In sum, the \(\rightarrow\) reduction plods too slowly to get the diamond property, while \(\twoheadrightarrow\) behaves too chaotically to reason with directly.

Let’s try again, with a compromise between \(\rightarrow\) and \(\twoheadrightarrow\). We inductively define \(\underset{l}{\twoheadrightarrow}\) as follows:

\(M \underset{l}{\twoheadrightarrow} M\)
If \(M \underset{l}{\twoheadrightarrow} M'\) then \(\lambda x.M \underset{l}{\twoheadrightarrow} \lambda x.M'\).
If \(M \underset{l}{\twoheadrightarrow} M', N \underset{l}{\twoheadrightarrow} N'\) then \(M N \underset{l}{\twoheadrightarrow} M' N'\).
If \(M \underset{l}{\twoheadrightarrow} M', N \underset{l}{\twoheadrightarrow} N'\) then \((\lambda x.M)N \underset{l}{\twoheadrightarrow} M'[x := N']\).

The last rule does the actual work, while the others pipe it to any subterms of a lambda expression.

Unlike \(\rightarrow\) it may involve more than one beta-reduction so we have a chance of proving the diamond property. Unlike \(\twoheadrightarrow\), we can only reduce redexes already present in a term; we never touch fresh redexes created by such reductions.
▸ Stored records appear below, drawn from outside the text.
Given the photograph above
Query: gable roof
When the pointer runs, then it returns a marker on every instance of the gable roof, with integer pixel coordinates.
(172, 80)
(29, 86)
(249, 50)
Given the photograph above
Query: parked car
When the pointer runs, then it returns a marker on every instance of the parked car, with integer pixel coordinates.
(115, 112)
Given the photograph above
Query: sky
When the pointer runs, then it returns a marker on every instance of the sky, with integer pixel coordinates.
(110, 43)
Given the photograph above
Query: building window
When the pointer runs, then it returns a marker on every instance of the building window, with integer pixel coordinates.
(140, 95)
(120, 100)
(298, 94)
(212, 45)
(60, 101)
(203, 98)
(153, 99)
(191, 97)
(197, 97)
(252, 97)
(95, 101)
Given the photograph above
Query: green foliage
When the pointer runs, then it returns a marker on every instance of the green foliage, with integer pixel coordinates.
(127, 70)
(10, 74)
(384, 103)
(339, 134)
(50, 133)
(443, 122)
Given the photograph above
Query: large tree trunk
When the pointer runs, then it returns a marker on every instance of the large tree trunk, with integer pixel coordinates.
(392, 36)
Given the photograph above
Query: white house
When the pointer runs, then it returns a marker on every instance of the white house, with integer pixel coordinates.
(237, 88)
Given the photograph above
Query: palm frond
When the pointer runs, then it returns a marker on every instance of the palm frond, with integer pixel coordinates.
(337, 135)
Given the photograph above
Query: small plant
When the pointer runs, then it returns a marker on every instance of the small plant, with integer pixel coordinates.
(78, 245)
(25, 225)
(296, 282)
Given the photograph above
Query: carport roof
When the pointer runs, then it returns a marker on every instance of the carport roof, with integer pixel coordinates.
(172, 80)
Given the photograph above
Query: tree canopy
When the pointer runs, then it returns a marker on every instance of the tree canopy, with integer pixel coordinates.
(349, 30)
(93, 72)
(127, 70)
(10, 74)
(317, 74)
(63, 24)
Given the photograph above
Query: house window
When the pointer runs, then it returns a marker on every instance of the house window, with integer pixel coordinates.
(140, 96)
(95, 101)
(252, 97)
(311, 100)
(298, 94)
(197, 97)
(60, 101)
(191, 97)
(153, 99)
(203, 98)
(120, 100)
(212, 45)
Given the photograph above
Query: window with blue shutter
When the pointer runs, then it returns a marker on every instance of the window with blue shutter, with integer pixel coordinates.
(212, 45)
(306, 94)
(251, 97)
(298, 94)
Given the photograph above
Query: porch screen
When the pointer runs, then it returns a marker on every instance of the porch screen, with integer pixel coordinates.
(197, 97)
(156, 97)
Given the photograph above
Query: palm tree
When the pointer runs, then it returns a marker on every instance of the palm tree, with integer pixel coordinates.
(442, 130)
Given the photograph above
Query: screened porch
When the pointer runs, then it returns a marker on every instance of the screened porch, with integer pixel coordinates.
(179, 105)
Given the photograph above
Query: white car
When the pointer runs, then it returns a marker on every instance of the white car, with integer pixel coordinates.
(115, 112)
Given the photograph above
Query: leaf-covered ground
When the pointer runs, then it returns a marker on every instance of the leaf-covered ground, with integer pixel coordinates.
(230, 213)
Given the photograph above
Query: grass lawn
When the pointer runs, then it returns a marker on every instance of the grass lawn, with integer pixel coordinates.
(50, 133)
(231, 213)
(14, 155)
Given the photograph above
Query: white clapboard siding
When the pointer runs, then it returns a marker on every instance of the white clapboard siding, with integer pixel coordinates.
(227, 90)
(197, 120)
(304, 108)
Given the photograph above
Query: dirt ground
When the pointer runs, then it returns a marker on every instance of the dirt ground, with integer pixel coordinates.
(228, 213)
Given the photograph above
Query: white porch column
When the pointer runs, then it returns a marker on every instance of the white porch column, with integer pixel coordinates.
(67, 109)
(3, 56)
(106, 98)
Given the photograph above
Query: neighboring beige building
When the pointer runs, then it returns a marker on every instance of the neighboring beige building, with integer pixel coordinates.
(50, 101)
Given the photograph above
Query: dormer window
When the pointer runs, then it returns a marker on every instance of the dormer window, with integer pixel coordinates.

Furthermore, whenever beta-reduction copies an argument, the last rule forces us to choose one version of it. For example, we cannot reduce one copy and leave another copy untouched:

\[ (\lambda z . f z (g z)) (I x) \underset{l}{\twoheadrightarrow} f (I x) (g (I x)) \]

and:

\[ (\lambda z . f z (g z)) (I x) \underset{l}{\twoheadrightarrow} f x (g x) \]

but:

\[ (\lambda z . f z (g z)) (I x) \not\underset{l}{\twoheadrightarrow} f (I x) (g x) \]

We would need 2 steps:

\[ (\lambda z . f z (g z)) (I x) \underset{l}{\twoheadrightarrow} f (I x) (g (I x)) \underset{l}{\twoheadrightarrow} f (I x) (g x) \]

A few inductions later, and one use of the substitution lemma, we find \(\underset{l}{\twoheadrightarrow}\) has the diamond property, which implies its transitive closure \(\twoheadrightarrow\) has the diamond property. QED.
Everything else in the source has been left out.